Post date: 21/01/2013 | Time to read article: 2 mins

The information within this article was correct at the time of publishing. Last updated 14/11/2018

Mr Y was a 21-year-old unemployed man who lived with his mother. He was a heroin addict and in the last few months, he had started injecting into his groin. Each day he was spending about £40 on heroin and cocaine and had recently served a prison sentence for burglary to fund his habit.

Mr Y was well-known at the practice as he had attended since his childhood. The practice had supported him and his mother with some behavioural problems at school and with issues around domestic violence before his father had left home. His mother had schizophrenia and was also a regular attender at the practice.

Both Mr Y and his mother had been the subject of discussion as practice staff were finding them increasingly difficult to manage. Lately, they had both been regularly missing appointments and were rude to staff. Mr Y frequently requested appointments for minor ailments, such as aches, pains and colds, yet upon attending he asked for methadone or pethidine. His behaviour was rather manipulative and consultations were often challenging.

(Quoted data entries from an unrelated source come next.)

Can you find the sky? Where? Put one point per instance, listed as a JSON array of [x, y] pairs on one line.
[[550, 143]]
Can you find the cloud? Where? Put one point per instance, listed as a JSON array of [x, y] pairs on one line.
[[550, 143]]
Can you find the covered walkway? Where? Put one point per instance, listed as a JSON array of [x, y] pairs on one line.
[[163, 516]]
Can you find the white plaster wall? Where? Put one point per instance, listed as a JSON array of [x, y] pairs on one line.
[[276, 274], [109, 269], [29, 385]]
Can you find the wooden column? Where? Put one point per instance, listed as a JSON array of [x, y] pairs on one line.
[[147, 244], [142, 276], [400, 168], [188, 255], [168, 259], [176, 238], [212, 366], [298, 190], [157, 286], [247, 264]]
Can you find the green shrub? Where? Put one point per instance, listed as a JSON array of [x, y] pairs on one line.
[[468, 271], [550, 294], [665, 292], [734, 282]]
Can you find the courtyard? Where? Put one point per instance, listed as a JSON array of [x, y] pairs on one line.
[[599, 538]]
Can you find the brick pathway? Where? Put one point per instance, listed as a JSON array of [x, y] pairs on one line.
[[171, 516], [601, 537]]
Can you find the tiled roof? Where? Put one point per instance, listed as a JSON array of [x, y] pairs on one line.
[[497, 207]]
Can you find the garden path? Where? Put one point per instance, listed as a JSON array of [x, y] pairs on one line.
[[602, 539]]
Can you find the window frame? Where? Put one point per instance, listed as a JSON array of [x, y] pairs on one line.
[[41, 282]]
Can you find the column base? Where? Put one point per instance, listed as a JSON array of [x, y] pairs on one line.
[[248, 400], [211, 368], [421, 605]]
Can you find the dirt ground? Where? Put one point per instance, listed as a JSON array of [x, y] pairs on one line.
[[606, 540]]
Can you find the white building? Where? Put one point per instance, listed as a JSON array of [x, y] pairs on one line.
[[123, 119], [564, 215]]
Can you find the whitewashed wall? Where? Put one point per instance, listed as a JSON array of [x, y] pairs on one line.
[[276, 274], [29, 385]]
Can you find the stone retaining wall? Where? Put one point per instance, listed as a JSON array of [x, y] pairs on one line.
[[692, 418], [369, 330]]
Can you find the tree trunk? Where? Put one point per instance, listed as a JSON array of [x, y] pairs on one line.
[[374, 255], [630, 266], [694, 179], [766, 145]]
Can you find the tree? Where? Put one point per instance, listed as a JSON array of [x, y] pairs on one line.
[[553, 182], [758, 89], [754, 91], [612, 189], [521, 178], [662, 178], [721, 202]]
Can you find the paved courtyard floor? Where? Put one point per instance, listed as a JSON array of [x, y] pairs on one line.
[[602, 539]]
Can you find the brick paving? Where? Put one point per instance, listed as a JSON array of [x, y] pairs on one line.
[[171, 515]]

During one month, Mr Y attended several times complaining of back pain and feeling unwell with flu-like symptoms. Dr S and his partners saw him and documented their history and examination. It was recorded that he was suffering with severe back pain and feeling “hot and cold”. His temperature had been recorded as 38.9 degrees. Notes also stated that he had symptoms of severe constipation and difficulty passing urine. A blood test had been arranged, which showed a significantly raised ESR and white cell count – the results were not acted upon.

Mr Y began to feel worse and was struggling to get out of bed due to the severity of his back pain. His mother attended the surgery on her son’s behalf to ask for a home visit, but one of the receptionists refused the request and asked that the patient attend surgery. She mentioned later that Dr S had said previously that “he couldn’t do any more for the family” and that she was trying to help.

The next day Mr Y felt very weak. He tried to get out of bed and collapsed. His mother called an ambulance and he was rushed to hospital. He was diagnosed with endocarditis and discitis. Despite intravenous antibiotics he died of overwhelming sepsis. His mother was devastated and made a claim against Dr S’s surgery. The case could not be defended and was settled for a moderate amount.

Learning points:

  • Frequent attenders can and do have serious illnesses; doctors must not let an element of “crying wolf” blind their judgment. It is important to keep this awareness and objectivity when seeing patients. 
  • When investigations are requested it is important to have a system in place to ensure they are acted upon if necessary.
  • Effective triage is an integral part of general practice and is better based on clinical need rather than catering to the most persuasive or demanding patients. An effective triage system could help direct patients to the most appropriate appointment at the most appropriate time, and identify patients who have an immediate medical need.
  • The management of patients who are drug users raises issues that may need discussing within the practice to offer better care. For example, there should be an awareness of the guidelines to support patients with addiction including where and how to refer patients for support and/or detoxification, and offer "shared care" for the management of drug misuse.